Yesterday the great Pablo Neruda was exhumed from his grave, dramatic news that jostled for media coverage on the same day that Margaret Thatcher died. And so two strangely disparate events coincided on April 8th. A socialist poet is pulled from the ground; a right-wing ideologue is sent to the morgue. Between the two there flashes something of Walter Benjamin’s “dialectical image.” As Benjamin says,
“It is not that what is past casts its light on what is present, or what is present its light on what is past; rather, an image is that wherein what has been comes together in a flash with the now to form a constellation.” (The Arcades Project, 463.)
Neruda died only two weeks after the military coup that killed the newly-elected president Salvador Allende and toppled his government on September 11, 1973. Examination of Neruda’s corpse is meant to shed light on the circumstances of his death. Neruda was a communist, a close friend of Allende, and was immensely popular both at home and abroad, all of which caused him to be seen as a dangerous rival to the dictator’s military regime. The suspicion is that Pinochet ordered the poet’s assassination.
Thatcher was an unabashed supporter of the ruthless Chilean dictator, just as she was of any ruler who treated socialism as a crime punishable by death. The odd convergence of Thatcher’s demise and Neruda’s exhumation is an echo of the vicious Manichaean conflicts of the Cold War; it also speaks to that war’s enduring legacy in a globalized and deregulated world divided ever more widely between Thatcher’s rich and Neruda’s poor.
That much is historical record. But what of Benjamin’s “dialectical image”? The concept, it’s worth noting, owes as much to Surrealist art as it does to historical materialism. And surrealism is still a potent force for politics.
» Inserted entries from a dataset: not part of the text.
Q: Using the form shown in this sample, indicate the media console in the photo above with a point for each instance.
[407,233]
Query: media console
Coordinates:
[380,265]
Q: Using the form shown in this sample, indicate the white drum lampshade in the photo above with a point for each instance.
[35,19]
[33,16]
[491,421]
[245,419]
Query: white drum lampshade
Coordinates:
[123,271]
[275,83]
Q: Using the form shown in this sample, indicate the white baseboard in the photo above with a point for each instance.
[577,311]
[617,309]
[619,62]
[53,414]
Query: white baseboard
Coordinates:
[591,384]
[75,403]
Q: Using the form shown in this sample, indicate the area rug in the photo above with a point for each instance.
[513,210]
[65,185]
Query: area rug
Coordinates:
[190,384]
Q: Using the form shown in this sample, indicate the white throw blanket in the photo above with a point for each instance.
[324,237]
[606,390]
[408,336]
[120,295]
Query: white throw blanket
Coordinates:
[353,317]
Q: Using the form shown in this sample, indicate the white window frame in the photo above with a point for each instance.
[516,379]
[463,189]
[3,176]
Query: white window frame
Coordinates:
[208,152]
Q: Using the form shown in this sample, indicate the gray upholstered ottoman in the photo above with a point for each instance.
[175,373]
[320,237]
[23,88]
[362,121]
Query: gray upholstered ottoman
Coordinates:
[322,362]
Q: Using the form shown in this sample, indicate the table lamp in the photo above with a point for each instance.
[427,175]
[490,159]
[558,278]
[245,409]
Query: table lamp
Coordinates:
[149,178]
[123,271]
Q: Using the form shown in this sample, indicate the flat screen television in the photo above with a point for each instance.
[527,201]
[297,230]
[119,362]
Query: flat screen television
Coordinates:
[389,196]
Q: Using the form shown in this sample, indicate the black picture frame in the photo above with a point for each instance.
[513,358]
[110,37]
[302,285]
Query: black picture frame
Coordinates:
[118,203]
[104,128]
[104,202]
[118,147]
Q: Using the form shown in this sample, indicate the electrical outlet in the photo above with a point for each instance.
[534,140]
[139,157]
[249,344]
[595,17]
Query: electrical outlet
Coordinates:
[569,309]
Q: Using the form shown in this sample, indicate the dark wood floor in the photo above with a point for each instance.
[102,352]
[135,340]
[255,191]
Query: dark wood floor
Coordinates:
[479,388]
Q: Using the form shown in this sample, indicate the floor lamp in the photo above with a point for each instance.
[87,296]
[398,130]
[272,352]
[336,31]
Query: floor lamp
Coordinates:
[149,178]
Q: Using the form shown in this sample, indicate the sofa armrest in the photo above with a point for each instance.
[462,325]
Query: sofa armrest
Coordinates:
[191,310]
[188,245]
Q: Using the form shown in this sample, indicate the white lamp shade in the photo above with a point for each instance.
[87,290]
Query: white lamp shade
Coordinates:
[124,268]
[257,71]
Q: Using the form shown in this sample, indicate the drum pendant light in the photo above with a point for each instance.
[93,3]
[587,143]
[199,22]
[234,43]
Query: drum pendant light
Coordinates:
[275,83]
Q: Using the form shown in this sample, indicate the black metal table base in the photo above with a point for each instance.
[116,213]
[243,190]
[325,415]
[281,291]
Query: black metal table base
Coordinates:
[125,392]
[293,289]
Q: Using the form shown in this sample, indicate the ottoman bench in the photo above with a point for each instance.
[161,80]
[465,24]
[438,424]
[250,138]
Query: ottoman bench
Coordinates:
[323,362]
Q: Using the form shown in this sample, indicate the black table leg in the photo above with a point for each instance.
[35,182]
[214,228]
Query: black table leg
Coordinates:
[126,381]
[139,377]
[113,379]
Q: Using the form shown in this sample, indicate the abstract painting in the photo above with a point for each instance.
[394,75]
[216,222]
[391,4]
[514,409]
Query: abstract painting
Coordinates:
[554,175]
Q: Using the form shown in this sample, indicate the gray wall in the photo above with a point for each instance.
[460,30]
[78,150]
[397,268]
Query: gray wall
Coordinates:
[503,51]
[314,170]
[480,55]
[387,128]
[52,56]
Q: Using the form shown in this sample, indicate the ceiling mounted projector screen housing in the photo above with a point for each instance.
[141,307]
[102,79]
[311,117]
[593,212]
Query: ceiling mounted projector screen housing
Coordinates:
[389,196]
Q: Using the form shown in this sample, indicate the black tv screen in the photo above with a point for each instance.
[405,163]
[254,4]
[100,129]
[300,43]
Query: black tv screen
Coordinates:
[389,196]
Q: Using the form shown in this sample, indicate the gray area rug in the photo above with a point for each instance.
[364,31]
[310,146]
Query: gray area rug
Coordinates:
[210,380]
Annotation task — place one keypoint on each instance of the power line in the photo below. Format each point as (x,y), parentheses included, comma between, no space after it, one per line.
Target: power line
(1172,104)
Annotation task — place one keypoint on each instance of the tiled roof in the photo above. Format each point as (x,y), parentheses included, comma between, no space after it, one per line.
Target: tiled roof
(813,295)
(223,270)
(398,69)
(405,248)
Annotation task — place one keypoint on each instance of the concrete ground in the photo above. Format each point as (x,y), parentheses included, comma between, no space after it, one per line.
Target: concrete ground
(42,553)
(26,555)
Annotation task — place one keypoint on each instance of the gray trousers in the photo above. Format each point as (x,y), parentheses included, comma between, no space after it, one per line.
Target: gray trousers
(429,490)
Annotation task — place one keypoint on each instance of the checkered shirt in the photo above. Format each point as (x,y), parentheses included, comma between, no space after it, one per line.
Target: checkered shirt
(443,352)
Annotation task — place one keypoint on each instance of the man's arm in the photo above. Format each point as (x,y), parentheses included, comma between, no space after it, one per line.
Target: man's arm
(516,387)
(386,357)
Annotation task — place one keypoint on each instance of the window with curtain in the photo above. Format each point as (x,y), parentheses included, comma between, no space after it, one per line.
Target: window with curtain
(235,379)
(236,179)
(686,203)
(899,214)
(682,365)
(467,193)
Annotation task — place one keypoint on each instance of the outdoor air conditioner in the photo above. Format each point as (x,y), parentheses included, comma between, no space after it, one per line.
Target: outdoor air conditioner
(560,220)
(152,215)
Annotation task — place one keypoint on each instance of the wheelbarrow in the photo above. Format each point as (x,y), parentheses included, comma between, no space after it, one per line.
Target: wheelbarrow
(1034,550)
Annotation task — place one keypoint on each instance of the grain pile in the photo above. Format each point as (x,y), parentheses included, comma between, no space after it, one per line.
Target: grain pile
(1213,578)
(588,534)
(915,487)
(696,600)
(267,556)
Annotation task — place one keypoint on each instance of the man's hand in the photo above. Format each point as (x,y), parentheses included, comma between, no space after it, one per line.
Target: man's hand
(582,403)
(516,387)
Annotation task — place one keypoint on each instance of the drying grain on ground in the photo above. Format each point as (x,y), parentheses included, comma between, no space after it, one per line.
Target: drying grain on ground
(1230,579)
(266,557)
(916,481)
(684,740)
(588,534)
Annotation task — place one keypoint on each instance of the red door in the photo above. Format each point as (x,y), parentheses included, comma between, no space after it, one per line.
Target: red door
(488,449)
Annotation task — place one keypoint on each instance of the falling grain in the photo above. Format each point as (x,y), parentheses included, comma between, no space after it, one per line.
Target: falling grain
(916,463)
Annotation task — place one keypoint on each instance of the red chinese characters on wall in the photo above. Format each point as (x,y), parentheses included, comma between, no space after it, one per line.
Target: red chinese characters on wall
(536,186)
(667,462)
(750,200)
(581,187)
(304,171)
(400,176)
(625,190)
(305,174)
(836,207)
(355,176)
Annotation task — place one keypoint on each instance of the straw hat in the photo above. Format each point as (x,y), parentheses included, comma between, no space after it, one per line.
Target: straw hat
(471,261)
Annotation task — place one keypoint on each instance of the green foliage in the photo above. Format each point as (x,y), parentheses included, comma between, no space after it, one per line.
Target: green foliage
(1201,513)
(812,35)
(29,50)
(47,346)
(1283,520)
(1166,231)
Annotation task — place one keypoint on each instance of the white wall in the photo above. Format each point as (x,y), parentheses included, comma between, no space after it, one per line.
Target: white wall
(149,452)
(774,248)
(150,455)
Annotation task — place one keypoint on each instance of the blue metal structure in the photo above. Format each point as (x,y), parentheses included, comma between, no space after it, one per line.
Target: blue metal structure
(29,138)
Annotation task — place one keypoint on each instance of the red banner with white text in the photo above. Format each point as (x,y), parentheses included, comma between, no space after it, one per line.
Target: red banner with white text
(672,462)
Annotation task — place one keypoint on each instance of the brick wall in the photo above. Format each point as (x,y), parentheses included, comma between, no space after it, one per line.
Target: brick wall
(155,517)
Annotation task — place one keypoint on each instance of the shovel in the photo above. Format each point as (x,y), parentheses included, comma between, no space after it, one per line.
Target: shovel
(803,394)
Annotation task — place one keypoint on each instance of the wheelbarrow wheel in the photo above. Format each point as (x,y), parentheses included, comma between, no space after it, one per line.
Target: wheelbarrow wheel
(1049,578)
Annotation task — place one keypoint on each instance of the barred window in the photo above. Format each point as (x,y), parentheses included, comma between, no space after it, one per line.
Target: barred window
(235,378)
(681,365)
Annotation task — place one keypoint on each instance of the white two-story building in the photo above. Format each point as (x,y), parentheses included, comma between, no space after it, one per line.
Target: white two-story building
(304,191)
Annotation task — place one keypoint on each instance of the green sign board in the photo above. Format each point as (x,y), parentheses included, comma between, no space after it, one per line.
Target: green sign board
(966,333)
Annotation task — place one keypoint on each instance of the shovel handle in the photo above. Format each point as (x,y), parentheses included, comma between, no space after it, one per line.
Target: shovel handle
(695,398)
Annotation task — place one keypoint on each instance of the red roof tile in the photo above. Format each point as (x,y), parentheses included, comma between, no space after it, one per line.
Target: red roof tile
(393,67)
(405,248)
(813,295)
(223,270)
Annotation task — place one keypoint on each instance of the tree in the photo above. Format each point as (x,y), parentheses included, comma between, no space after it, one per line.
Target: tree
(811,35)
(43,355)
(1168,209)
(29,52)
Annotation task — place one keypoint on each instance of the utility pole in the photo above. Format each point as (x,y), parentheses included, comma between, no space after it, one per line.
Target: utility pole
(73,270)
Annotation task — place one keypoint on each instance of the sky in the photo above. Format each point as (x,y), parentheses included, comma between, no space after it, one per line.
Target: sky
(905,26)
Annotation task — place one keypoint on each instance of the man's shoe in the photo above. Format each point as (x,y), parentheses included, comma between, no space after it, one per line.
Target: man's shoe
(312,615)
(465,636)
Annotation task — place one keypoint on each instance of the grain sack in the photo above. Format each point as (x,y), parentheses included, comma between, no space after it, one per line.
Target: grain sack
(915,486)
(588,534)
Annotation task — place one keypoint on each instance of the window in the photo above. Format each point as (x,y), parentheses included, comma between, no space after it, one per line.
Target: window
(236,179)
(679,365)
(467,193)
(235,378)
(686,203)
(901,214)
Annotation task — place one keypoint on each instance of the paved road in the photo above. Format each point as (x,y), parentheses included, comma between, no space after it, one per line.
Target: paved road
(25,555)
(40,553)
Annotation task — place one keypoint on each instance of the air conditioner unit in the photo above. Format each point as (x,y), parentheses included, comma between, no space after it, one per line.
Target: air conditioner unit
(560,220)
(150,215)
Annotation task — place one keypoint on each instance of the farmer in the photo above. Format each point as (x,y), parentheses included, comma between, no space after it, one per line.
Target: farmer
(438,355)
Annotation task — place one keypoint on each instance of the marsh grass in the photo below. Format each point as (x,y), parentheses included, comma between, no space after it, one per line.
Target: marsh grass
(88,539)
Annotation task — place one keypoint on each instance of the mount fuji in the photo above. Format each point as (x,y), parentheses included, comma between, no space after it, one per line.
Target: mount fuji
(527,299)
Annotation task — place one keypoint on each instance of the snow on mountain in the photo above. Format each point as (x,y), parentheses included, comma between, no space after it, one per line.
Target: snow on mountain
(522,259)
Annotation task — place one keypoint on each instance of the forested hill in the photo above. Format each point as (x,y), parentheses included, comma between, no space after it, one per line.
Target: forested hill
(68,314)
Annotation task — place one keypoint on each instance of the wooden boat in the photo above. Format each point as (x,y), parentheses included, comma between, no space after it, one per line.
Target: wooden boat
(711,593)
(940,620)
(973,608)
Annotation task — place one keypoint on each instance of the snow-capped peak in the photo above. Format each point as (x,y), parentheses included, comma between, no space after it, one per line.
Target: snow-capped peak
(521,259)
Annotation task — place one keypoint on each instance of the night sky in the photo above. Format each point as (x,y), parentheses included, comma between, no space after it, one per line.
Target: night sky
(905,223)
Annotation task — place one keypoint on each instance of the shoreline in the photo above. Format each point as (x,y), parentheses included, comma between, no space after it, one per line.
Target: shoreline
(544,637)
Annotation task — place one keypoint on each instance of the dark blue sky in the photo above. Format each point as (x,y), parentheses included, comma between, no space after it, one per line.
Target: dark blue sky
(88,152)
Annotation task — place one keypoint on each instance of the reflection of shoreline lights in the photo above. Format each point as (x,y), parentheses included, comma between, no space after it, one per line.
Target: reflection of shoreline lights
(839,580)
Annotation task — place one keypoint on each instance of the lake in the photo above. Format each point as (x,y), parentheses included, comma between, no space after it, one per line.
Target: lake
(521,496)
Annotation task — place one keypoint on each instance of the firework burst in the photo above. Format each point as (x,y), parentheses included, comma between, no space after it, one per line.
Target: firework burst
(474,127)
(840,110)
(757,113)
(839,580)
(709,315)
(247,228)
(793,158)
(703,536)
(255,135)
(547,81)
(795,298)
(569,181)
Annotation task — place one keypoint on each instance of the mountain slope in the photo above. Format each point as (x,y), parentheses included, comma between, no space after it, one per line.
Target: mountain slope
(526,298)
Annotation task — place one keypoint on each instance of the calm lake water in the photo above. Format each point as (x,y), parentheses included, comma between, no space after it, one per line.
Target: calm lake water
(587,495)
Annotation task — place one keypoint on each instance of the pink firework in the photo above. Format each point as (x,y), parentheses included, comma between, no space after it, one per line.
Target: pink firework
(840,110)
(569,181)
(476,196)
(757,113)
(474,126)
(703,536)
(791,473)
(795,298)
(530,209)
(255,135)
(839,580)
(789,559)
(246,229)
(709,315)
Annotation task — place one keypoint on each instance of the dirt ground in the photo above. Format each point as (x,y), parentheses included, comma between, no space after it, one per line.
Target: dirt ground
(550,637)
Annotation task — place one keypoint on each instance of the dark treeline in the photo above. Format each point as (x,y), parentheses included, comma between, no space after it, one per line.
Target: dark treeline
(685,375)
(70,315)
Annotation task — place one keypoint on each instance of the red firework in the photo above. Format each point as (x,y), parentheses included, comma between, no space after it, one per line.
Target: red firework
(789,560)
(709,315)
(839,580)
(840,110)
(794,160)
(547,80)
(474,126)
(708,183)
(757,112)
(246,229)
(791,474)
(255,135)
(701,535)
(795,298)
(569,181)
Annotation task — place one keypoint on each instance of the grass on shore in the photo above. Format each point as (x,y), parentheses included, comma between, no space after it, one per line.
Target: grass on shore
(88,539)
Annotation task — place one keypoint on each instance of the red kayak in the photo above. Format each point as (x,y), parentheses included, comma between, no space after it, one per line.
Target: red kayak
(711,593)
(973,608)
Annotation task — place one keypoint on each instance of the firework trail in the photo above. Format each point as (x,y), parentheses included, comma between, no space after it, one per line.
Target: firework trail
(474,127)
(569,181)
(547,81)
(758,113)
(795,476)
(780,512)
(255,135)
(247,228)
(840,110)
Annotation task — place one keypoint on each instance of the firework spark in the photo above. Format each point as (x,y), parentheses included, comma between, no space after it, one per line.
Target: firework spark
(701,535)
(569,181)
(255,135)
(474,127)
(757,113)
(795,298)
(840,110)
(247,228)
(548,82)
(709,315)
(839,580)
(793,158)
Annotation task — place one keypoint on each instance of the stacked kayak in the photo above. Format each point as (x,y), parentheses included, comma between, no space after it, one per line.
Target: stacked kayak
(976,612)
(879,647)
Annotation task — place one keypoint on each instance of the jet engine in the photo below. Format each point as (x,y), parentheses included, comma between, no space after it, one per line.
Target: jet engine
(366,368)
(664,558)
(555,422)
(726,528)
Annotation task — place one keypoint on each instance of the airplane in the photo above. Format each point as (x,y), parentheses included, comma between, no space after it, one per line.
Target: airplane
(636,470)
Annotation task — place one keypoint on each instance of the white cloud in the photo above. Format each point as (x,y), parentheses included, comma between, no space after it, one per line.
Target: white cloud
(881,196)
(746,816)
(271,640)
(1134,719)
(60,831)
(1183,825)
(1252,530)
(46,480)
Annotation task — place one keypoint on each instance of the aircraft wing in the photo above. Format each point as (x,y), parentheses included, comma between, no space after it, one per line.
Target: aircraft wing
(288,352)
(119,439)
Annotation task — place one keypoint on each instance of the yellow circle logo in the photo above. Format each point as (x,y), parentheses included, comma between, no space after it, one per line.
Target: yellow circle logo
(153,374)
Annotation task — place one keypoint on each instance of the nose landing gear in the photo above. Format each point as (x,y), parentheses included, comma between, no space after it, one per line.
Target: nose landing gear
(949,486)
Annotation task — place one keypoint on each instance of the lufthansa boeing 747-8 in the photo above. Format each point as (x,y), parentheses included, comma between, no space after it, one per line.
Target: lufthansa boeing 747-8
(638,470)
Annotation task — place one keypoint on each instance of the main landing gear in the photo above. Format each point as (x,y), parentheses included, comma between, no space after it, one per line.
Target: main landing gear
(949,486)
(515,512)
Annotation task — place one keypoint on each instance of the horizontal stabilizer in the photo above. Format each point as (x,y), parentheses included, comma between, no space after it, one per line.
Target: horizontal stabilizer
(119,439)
On the 8th of the month the calendar makes a brush with the infinite, or maybe the eternal return. As we speak, Thatcher and Neruda lie in a temporal limbo between death and burial, their bodies slotted into a morgue’s black drawer, periodically emerging into the fluorescent glare. In these circumstances strange links and transpositions can happen. Like the character in The Jacket played by Adrien Brody, but apparently sporting a retroactive mustache from his recent star turn as Salvador Dalì, Neruda may find himself time-traveling in the morgue, waking in our nightmare present, then leaving with an urgent mission for the past. Thatcher ends up reanimated in the hands of Pinochet’s thugs, but ancient and witless, like a shrunken bride of Frankenstein, her hair a fright as usual, shrieking loud enough to wake us up.
“Only dialectical images are genuinely historical,” Benjamin says. For his part, in “Dance Card,” a political text if ever there was, Bolaño asks the question: “Why didn’t Neruda like science fiction?”